Y a-t-il moyen de changer ça? Difficile, répond Rosemarie Fournier-Guillemette, parce que les Français ont le monopole de la traduction : «Les seules traductions qui se font ici sont des traductions d'oeuvres canadiennes financées par le Conseil des arts du Canada.»

Grâce à Internet, pourquoi les éditeurs français ne bâtissent-ils pas un réseau de correspondants québécois à qui ils feraient relire leurs traductions avant de les envoyer à l'imprimerie? «Le problème, c'est comment convaincre les éditeurs. Cela leur a déjà été suggéré et ils ne sont pas ouverts à ça. Moi-même, comme chercheuse, je n'obtiens pas de réponse quand je leur demande de l'information sur une traduction.»

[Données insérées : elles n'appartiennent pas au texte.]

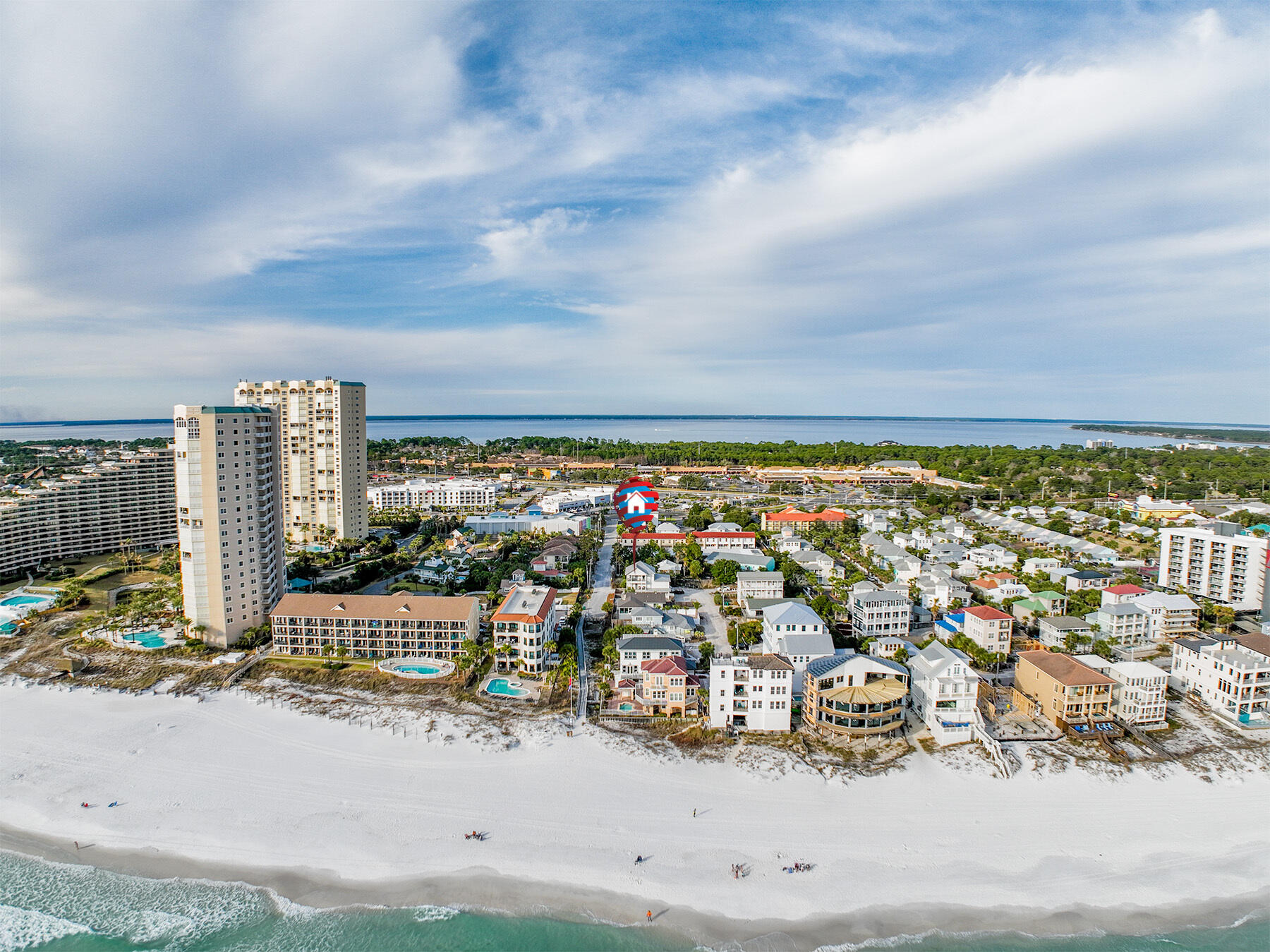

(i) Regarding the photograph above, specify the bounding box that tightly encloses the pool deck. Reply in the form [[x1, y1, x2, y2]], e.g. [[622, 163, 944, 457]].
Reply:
[[480, 673, 543, 701]]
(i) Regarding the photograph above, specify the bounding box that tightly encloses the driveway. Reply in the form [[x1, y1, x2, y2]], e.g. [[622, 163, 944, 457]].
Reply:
[[683, 589, 732, 657]]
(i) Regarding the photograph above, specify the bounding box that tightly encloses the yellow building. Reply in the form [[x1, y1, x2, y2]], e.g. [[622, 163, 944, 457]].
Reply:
[[1013, 651, 1115, 730]]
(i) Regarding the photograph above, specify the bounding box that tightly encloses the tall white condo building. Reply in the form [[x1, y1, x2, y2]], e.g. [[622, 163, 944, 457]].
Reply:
[[173, 404, 287, 647], [234, 378, 367, 543]]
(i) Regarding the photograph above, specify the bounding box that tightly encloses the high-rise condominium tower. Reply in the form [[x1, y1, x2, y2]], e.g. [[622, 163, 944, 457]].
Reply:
[[173, 404, 287, 647], [234, 378, 367, 543]]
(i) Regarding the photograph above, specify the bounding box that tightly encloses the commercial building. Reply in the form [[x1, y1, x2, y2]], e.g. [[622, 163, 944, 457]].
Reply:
[[0, 449, 176, 576], [234, 378, 368, 543], [489, 584, 557, 674], [758, 506, 851, 533], [464, 512, 591, 535], [1159, 521, 1270, 617], [538, 486, 617, 516], [621, 530, 758, 552], [708, 655, 795, 733], [1013, 651, 1115, 730], [908, 641, 979, 746], [365, 479, 498, 510], [1076, 655, 1168, 731], [1168, 634, 1270, 727], [173, 404, 287, 647], [803, 653, 908, 737], [1124, 495, 1195, 522], [270, 592, 480, 658]]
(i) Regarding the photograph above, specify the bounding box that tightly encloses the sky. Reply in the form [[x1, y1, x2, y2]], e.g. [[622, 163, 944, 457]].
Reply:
[[0, 0, 1270, 422]]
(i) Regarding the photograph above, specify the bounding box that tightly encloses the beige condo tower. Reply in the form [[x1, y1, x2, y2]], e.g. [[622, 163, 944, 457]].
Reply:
[[234, 378, 368, 544], [173, 404, 287, 647]]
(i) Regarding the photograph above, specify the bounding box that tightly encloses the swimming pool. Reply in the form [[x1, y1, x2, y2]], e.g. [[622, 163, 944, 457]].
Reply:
[[0, 595, 52, 605], [377, 656, 454, 679], [485, 677, 528, 698], [123, 629, 168, 649], [392, 665, 441, 675]]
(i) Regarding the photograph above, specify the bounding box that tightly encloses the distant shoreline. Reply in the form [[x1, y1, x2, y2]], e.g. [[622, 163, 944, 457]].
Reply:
[[0, 824, 1270, 951], [1072, 423, 1270, 445], [0, 413, 1270, 427]]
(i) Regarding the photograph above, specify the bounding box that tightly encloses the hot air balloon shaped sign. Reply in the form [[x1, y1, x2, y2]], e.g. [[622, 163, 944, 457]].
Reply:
[[613, 476, 659, 556]]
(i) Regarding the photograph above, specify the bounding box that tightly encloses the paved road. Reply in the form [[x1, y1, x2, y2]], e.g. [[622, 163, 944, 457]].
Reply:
[[587, 521, 619, 613]]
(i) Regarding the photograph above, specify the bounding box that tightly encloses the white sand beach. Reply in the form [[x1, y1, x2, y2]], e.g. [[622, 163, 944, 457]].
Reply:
[[0, 681, 1270, 944]]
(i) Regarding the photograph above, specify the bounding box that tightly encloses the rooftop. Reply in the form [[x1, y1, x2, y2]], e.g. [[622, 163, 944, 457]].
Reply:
[[270, 592, 476, 622], [1019, 651, 1115, 687]]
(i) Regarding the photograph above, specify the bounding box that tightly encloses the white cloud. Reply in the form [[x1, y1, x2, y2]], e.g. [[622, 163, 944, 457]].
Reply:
[[0, 3, 1270, 418]]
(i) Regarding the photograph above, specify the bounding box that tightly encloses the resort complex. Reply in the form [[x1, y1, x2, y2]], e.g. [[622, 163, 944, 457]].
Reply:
[[0, 449, 176, 577], [270, 592, 480, 658]]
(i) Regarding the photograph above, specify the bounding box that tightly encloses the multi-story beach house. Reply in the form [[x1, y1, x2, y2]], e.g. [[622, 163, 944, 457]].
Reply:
[[626, 562, 670, 592], [708, 653, 795, 733], [1063, 570, 1111, 592], [1168, 634, 1270, 727], [0, 447, 176, 576], [489, 584, 557, 674], [173, 404, 287, 649], [1084, 601, 1149, 646], [762, 601, 833, 694], [234, 378, 368, 543], [1036, 615, 1094, 649], [908, 641, 979, 746], [1012, 651, 1115, 730], [962, 605, 1015, 655], [803, 653, 908, 738], [270, 592, 480, 658], [617, 634, 683, 677], [851, 582, 913, 639], [1133, 592, 1199, 642], [737, 572, 785, 611], [1076, 655, 1168, 731], [1159, 521, 1270, 613], [365, 479, 499, 510]]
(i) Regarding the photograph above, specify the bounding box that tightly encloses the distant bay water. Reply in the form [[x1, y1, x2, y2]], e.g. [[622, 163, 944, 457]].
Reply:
[[0, 416, 1259, 447]]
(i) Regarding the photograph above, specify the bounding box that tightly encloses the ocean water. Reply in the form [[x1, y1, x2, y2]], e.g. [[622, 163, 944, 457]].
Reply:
[[0, 416, 1259, 447], [0, 852, 1270, 952]]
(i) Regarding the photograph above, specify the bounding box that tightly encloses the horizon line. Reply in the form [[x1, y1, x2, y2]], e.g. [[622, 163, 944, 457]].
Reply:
[[0, 413, 1270, 430]]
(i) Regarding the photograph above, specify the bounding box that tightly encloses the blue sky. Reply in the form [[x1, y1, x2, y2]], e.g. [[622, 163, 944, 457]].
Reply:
[[0, 1, 1270, 421]]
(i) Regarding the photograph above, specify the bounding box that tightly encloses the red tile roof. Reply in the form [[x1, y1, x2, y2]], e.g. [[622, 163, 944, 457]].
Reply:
[[1103, 584, 1147, 595], [640, 655, 689, 675], [965, 605, 1011, 622]]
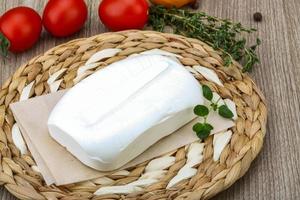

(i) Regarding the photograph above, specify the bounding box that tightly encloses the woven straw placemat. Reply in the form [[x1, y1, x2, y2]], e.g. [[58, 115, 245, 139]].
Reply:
[[0, 31, 267, 200]]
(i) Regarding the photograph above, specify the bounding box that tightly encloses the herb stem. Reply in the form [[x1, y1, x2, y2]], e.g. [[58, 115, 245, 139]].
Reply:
[[149, 5, 260, 72]]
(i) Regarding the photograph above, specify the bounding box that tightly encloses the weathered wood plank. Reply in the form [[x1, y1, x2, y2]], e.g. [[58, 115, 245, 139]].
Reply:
[[0, 0, 300, 200]]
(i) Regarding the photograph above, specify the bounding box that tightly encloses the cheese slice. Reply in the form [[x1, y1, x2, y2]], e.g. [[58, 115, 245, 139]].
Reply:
[[48, 55, 204, 171]]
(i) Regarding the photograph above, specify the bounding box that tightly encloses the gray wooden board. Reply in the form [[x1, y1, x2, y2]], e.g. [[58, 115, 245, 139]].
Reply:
[[0, 0, 300, 200]]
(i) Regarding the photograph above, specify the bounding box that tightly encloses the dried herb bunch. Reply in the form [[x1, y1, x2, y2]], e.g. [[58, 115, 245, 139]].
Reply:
[[149, 5, 260, 72]]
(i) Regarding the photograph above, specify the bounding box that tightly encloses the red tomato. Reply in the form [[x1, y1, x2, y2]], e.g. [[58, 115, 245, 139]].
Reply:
[[98, 0, 149, 31], [0, 7, 42, 52], [43, 0, 88, 37]]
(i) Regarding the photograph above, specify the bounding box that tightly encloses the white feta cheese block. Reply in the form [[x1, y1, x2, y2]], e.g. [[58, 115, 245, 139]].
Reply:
[[48, 55, 204, 171]]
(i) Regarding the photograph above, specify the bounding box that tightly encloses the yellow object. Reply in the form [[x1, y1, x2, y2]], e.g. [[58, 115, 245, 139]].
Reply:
[[152, 0, 195, 8]]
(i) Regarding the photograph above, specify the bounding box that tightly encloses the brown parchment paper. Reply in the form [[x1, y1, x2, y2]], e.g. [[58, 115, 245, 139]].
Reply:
[[10, 91, 234, 185]]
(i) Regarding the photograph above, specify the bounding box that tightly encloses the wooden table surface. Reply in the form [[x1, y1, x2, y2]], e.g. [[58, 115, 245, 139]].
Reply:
[[0, 0, 300, 200]]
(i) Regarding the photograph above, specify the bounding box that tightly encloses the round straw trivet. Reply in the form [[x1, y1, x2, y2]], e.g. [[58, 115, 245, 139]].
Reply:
[[0, 31, 267, 200]]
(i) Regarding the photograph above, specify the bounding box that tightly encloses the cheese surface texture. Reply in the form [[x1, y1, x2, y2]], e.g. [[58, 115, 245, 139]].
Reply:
[[48, 55, 204, 171]]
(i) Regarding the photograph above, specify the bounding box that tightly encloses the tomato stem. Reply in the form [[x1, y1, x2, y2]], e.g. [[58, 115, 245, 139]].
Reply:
[[0, 33, 10, 56]]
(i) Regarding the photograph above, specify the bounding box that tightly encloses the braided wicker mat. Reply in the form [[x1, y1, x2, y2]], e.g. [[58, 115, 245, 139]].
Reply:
[[0, 31, 267, 200]]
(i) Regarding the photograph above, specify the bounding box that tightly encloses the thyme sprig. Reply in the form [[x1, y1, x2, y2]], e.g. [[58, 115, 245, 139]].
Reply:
[[149, 5, 260, 72], [193, 85, 233, 140]]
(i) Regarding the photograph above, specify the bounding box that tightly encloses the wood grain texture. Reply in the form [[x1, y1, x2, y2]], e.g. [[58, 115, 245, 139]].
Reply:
[[0, 0, 300, 200]]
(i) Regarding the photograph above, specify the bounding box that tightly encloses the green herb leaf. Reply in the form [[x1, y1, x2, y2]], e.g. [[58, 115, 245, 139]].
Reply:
[[202, 85, 213, 101], [194, 105, 209, 117], [219, 105, 233, 119], [193, 123, 214, 140], [149, 5, 260, 72]]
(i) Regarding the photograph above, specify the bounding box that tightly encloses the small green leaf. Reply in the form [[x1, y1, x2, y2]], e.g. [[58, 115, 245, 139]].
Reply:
[[194, 105, 209, 117], [202, 85, 213, 101], [210, 103, 218, 111], [219, 105, 233, 119], [193, 123, 214, 140]]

Les universitaires français que leurs homologues québécois fréquentent dans des colloques ont-ils conscience de cette réalité? «Oui, mais il y a deux écoles de pensée. Il y a ceux qui mettent le génie de la langue française au-dessus de tout et pour qui il faut normaliser. Et il y a ceux, moins nombreux, qui sont très critiques.»

Est-ce différent ailleurs? «Non, ce n'est pas mieux. Les Anglais sont un petit peu plus respectueux. Les Américains, eux, adaptent les livres qu'ils traduisent. Même les romans anglais sont adaptés pour le marché américain.»